Peter Linebaugh, em sua obra “Ned Ludd e a Rainha Mab”, editada este mês por nós, traz uma brilhante análise de como em todo o mundo, manifestações das forças naturais (um terremoto nas Américas, um vulcão na Ásia, um cometa) nos inícios da década de 1810 foram interpretadas como o prelúdio de mudanças na estrutura da sociedade. Os “cercamentos” buscavam estabelecer novas relações de poder e trabalho: territórios, estruturas logísticas, exércitos e meios de produção – tudo isso, de forma separada e conjunta, tratava de estabelecer o domínio do capital sobre os povos e seus corpos a nível planetário. O autor nos deixa uma provocação ao fim do livro: “Os únicos antagonistas eficazes devem ser os comunais de todo o mundo, com imaginação suficiente para ver na erupção de um vulcão, num terremoto e no rastro de um cometa os presságios da mudança planetária e a remodelação das nações e dos governos do mundo”. Tenhamos capacidade, então, de como antagonistas do presente que somos, enxergarmos no coronavírus e em todo este vale de lágrimas que se desenha sobre nós, o prelúdio de algo maior e melhor para todos e todas nós, que não virá, porém, sem grandes esforços coletivos. Nos Estados Unidos, vemos estes esforços em motins contra o despejo de estudantes, greves em redes de fastfood criadas por trabalhadoras e trabalhadores que não são remunerados por insalubridade e nem possuem EPIs, e a criação de grupos de auxílio mútuo para o socorro de pessoas pobres no grupo de risco; Na Espanha, a Confederación Nacional del Trabajo (CNT) mantém canais de divulgação para expor empresas que não fecharam durante a pandemia e criam manuais de direitos laborais para o período; na Itália e no Chile, rebeliões em presídios estouram quando detentos tentam sobreviver ao covid-19; Em Rojava, no coração do oriente médio, os comitês de saúde desenvolveram junto a colaboradores holandeses, um teste de 30 segundos para o coronavírus; No Brasil, acompanhamos fatos similares, especialmente na criação de Comitês de Solidariedade Popular, mantidos pela Casa da Resistência (no instagram @casadaresistencia), de Feira de Santana-BA, ou em Parnaíba-PI, segunda “sede” da Terra sem Amos, onde grupos se mobilizam para fabricar EPIs (no instagram @phb.em.luta) ou para arrecadar alimentos para famílias em situação de pobreza (no instagram @quarentenasemfome).
“Exigir o impossível para conquistar o possível”, como diria o anarquista russo Mikhail Bakunin, que em 1850 enviava uma inspiradora carta à uma amiga (Mathilde Reichel), demonstando à ela que todos os combates até ali travados, embora derrotados momentaneamente, ecoariam pelos séculos e que é somente dentro das tempestades societárias, onde as soluções sociais podem surgir, numa luta constante entre o velho e o novo – o que Linebaugh certamente chamaria de “luta pelos comuns”: práticas de autodefesa e/ou solidariedade comunitárias, populares, horizontais e igualitárias.
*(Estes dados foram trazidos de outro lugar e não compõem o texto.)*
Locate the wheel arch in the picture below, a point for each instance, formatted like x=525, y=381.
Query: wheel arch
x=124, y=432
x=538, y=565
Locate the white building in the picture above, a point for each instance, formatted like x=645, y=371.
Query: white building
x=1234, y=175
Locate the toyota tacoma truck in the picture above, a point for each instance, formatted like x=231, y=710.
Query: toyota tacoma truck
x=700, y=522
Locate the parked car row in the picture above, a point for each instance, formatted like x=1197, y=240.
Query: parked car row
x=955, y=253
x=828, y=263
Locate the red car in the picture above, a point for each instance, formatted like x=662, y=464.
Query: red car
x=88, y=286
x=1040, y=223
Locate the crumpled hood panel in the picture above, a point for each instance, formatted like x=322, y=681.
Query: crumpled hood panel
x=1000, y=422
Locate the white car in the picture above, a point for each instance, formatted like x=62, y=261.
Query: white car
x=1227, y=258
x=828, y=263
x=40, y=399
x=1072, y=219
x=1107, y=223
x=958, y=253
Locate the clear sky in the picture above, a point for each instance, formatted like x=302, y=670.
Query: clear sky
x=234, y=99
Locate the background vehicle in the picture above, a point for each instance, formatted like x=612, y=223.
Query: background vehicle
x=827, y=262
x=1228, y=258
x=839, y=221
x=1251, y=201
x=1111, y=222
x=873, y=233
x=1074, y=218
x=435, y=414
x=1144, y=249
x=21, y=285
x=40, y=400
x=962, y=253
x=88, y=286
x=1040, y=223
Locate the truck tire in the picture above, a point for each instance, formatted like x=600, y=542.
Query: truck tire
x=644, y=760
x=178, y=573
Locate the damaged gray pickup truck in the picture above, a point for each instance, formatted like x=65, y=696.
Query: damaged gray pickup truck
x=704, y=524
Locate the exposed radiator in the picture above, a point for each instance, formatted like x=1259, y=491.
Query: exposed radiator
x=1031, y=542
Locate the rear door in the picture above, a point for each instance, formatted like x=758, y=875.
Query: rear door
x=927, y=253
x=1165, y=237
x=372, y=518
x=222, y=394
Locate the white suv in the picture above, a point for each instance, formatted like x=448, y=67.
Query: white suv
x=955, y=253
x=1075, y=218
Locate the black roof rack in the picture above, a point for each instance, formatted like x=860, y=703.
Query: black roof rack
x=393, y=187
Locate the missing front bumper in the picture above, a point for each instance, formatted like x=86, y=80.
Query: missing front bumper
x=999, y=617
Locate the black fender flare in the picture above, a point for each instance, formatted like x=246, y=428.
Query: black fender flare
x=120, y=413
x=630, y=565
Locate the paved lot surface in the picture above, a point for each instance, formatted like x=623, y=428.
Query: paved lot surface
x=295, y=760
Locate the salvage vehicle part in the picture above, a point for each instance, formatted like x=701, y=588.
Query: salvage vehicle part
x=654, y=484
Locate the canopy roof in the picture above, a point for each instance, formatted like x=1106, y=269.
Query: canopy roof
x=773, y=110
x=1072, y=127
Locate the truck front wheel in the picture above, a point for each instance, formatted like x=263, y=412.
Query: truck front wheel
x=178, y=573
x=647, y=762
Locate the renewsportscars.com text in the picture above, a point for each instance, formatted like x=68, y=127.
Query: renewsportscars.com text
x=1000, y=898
Encerramos nossa curta reflexão com um trecho desta carta, para nos lembrarmos de que novos tempos se avizinham, e que por isso mesmo, nossa capacidade imaginativa de um mundo melhor, nossas esperanças, devem estar, mais do que nunca, vivas e pujantes. Ao fim e ao cabo, venceremos o coronavírus, assim como venceremos as condições que nos empurram para a fome, para a doença e para a morte. Um mundo que caiba outros mundos é possível! Só o povo salva o povo!
“Eu sei, você odeia as tempestades; e com razão? Aí está a questão. As tempestades no mundo moral são tão necessárias quanto na natureza: elas purificam, rejuvenescem a atmosfera espiritual, elas desenvolvem as forças sonolentas, elas destroem o destrutível e dão ao eterno vivo um brilho novo, que não se pode apagar. Na tempestade, respira-se mais facilmente; é somente no combate que se aprende o que um homem pode, o que ele deve, e, na verdade, uma tempestade semelhante era uma necessidade do mundo atual, que estava bem perto de sufocar com seu ar empesteado. Mas a tempestade está longe de ter passado; eu acredito, estou firmemente convencido de que aquilo que nós vivemos (1848-49) foi apenas um fraco começo do que ainda virá e durará muito tempo. A cura nos será tanto mais difícil quanto mais perigosa tiver sido a doença, e a doença é incomensurável”.
– Mikhail Bakunin. Carta à Mathilde Reichel. 16 de fevereiro de 1850.